Flickr Credit: Sangudo
Flickr Credit: Sangudo

This past Sunday we talked about imperfection and the importance of being average and ordinary. Jesus’ work in Galilee reveals his desire to “build an alliance of backwards people” or as another person put it, Jesus worked to create the “fellowship of the disqualified.” We put so much pressure on ourselves and others to be perfect, successful, to look beautiful, keep up certain appearances, that we avoid our own imperfections to painful consequences. This avoidance is not only dangerous for our spiritual lives, it keeps us from being fully present to others in their weakness.

I think of the Lord’s Prayer which says:

And do not bring us to the time of trial, but rescue us from the evil one.

This is an important reminder embedded within the memory of the church, through one of it’s central prayers, that we are indeed susceptible to and prone towards temptation, weakness, and falling into trial. This is a confessionary act reminding us of our necessary reliance on God’s love and guidance, rather than our own straining towards perfection.

When you are average it is easier to just go and do what needs done. You don’t mind asking for help. You know that mistakes happen and that you can learn from them. It’s okay to look awkward. You find it more important to be there, to show up and try, than to get it all right the first time.

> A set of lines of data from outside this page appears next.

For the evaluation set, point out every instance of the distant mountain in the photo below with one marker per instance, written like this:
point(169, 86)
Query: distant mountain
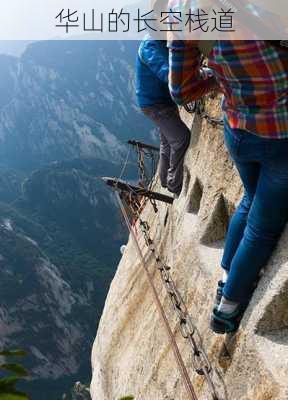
point(68, 99)
point(13, 47)
point(66, 110)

There’s a story about the Oregon poet William Stafford along these lines. Stafford was known to wake up at 4am every morning to write poetry. He saw it as “breaking off pieces of his life and turning them into poems.” In his life he wrote somewhere around 22,000 poems. Do you know how many were published? 3,000.

Radical Presence” author Mary Rose O’Reilly writes about this that:

“Somebody said to him, ‘But surely you can’t write a good poem every day, Bill. What happens then? ‘Oh,’ he said,  ‘then I lower my standards’” (quoted in Patricia Madson’s Improv Wisdom).

I love this. It’s like trying High Jump for the first time. You don’t start with the bar at 5 feet. You start with something lower and continue to work on it. Maybe the bar barely raises, but part of the thrill is just learning how to clear the bar!

Often our idea of perfection or being successful or unique paralyzes us from moving in areas we may feel strongly about or called to. I am less likely to do something if I think that I won’t do well at it or might fail.

But what is failure? Are there ways in which I might begin redefining my expectations and outlook?

And what if instead of trying to constantly achieve, I welcome the average and ordinary. Not every word I write, post I share, or speech I deliver has to – or ever will – be perfect. I wasn’t called to be perfect. I was called to be who God has made me to be.

For me personally, I have stopped trying to preach “world changing” sermons each week. It was an expectation that I couldn’t meet and it constantly left me feeling overly stressed about this part of my job. I have decided that an average sermon is good enough. This has made a difference in how I feel about my work.

Stafford also wrote:

“It is important that awake people be awake.”

I believe it’s much easier to be awake and embrace the gift of who God has made us to be when we are not constantly straining under the pressure of perfection.


What can you learn from your relationship to your imperfections?